As always happens in these cases, the Microsoft API documentation is woefully inadequate. When a method expects a namespace URI, is the null namespace "null" or the empty string? How exactly do EntityReference nodes behave? Often one simply has to do experiments to find out.

For some things, even experimenting won't give you the answer. Does the System.Xml DOM allow you to assume that you'll never have two different objects representing the same node? The rumours suggest that this is a safe assumption, but it's not actually written down in the spec. Sometimes you just have to go for it, and wait for the bug reports if you get it wrong.

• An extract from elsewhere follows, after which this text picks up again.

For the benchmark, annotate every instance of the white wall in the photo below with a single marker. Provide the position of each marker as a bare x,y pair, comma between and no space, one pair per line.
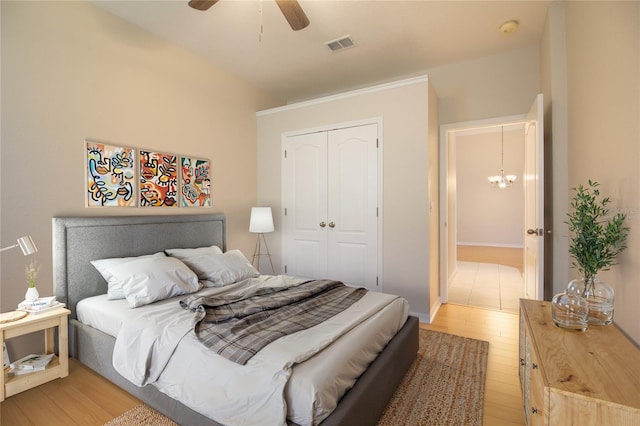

Developing this, I decided that it was high time I had a better set of tests for NodeInfo implementations. There are two "complete" NodeInfo implementation in the product (the tiny tree and the linked tree), there are a number of specialised implementations for special cases such as <xsl:variable>XYZ</xsl:variable> (a document node containing a single text node), and there are now five implementations that wrap third-party object models - DOM, DOM4J, XOM, and JDOM on Java, and now the System.Xml DOM on .NET. I've also done a couple of custom implementations for Saxonica clients. Until now I've run a selected set of XSLT stylesheets to validate these implementations, but it was becoming unwieldy. So I've started writing a set of unit tests to do the testing at the Java level.

I also decided it was time I got cross-language debugging to work. Until now, to find Java bugs that only occur in a .NET environment, I've had to resort to System.err.println debugging, which is tedious to say the least (good discipline, though: it makes you think twice when you have to wait ten minutes for your next test run. Memories of the days when you had to wait 24 hours...). But I knew that it was in principle possible to get the Visual Studio debugger to step into the Java code line-by-line, and sure enough, after a frustrating day or two, I've cracked the problem. There seem to be a lot of configuration settings that have to be exactly right: the final one was ensuring that when cross-compiling the saxon JAR into a .NET assembly, the resulting assembly is unsigned and unversioned.

Next step is to do some performance measurements to see how far I've closed the gap against System.Xml.Xsl. Not that Saxon is primarily competing on performance - it's the productivity benefits in XSLT 2.0 that will really influence people - but it would be nice if it's in the same ballpark. Don Burden's measurements show that's not an unreasonable target - even when using a DOM as input, which will never be the fastest way of running Saxon.